CAULIPOWER is in a position to engage in philanthropic endeavors in part because they predicted the consumer shift to vegetable-forward frozen food. The company has a multi-channel strategy, selling through 25,000 retailers, online grocers and directly to consumers. “We estimate that around 15 percent of our sales—and growing—are through online channels like Walmart.com and Kroger online. We’re good at growing fast, so we were well-prepared for the shift in consumer behavior and were able to scale to meet increased demand,” said Becker. “We were ready. In fact, our sales over the past two months were double what they were during the same period last year.”

“The innovation never stops at CAULIPOWER,” said Becker, who went on to describe the products they’ve launched beyond their original four pizza SKUs, such as cauliflower-based tortillas, Sweet PotaTOASTs, and their newly launched chicken tenders. “Our chicken tenders are off to a roaring start. We only launched them in September, but we’ve already claimed 1-2% of the market.” The company had planned to launch microwaveable, clean-label flavored riced cauliflower in March, but due to the pandemic, they’re only just rolling into stores. “Already 15% of our sales are non-pizza, and 35% of our sales extend beyond our original four pizza SKUs. We have plans for new products in the coming months and years, all rooted in our ability to hear what consumers want.
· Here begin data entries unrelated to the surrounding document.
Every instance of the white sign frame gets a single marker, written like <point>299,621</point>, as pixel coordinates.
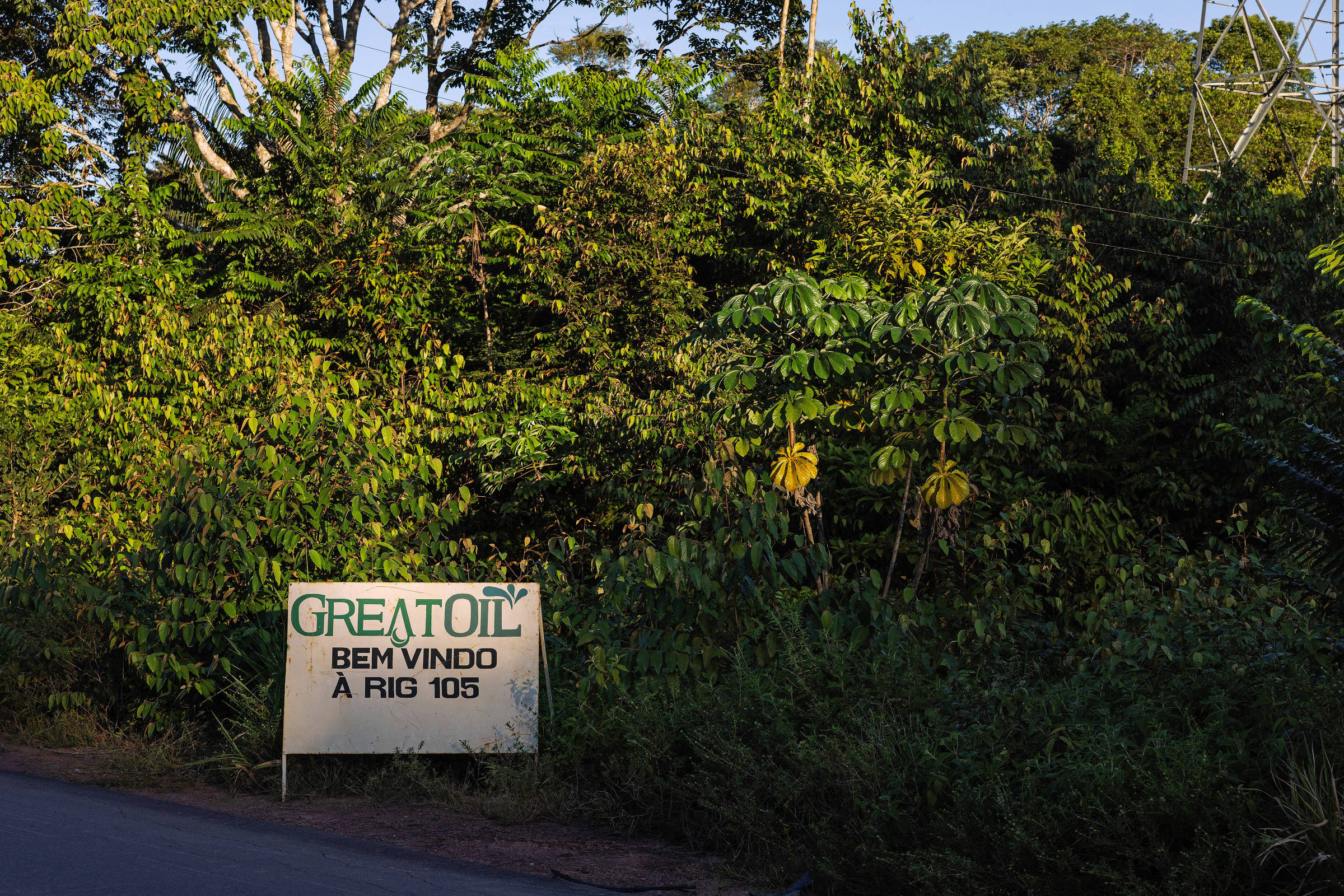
<point>366,662</point>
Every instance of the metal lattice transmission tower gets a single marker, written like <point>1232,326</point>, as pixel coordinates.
<point>1305,70</point>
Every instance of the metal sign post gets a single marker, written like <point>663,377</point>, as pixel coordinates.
<point>432,668</point>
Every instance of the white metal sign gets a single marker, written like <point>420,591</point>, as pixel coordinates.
<point>427,668</point>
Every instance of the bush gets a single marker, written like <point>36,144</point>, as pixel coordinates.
<point>893,773</point>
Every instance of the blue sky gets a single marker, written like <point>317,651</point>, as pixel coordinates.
<point>956,18</point>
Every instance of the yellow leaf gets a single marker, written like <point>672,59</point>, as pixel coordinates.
<point>946,487</point>
<point>795,468</point>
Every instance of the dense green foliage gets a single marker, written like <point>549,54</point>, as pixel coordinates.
<point>921,492</point>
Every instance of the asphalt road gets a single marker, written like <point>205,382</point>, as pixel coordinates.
<point>72,839</point>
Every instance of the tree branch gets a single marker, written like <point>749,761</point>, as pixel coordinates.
<point>187,116</point>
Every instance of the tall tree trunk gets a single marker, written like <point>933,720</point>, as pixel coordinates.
<point>924,558</point>
<point>901,527</point>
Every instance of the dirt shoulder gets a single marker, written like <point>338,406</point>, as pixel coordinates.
<point>535,847</point>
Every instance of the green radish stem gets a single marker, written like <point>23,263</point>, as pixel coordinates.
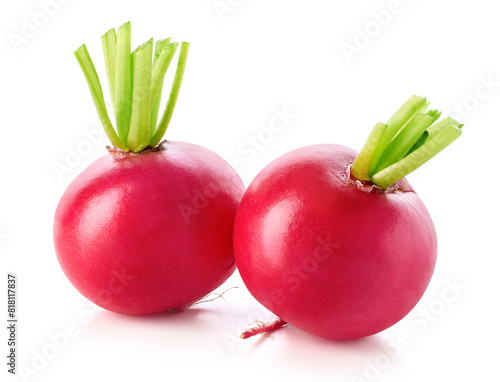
<point>135,82</point>
<point>174,93</point>
<point>123,81</point>
<point>408,140</point>
<point>88,68</point>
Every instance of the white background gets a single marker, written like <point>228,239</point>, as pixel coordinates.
<point>246,60</point>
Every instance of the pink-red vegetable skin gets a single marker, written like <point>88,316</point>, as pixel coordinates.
<point>150,232</point>
<point>326,256</point>
<point>337,243</point>
<point>147,228</point>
Consumers keep inviting us to expand into new product categories and to continue to innovate, so that’s exactly what we’re doing.” 

CAULIPOWER employs 50 people, 10 of whom had jobs that were rendered inactive by the shift in buying practices during the pandemic. Instead of laying off those workers, Becker trained them in new skills and is continuing to hire additional new employees. “Everyone here shares our passion to bring better-for-you foods in a convenient and easy way to people across America. What a privilege to be able to hire people right now and make sure that people’s jobs are secure. You could say that business has never been busier, but the reality is that we’ve always been busy. We disrupted a sleepy category that had not seen innovation in a long time. No one saw us coming.” CAULIPOWER may have been under-the-radar a year or two ago, but now that the fledgling upstart has disrupted the long-stagnant freezer aisle, they are a secret no more.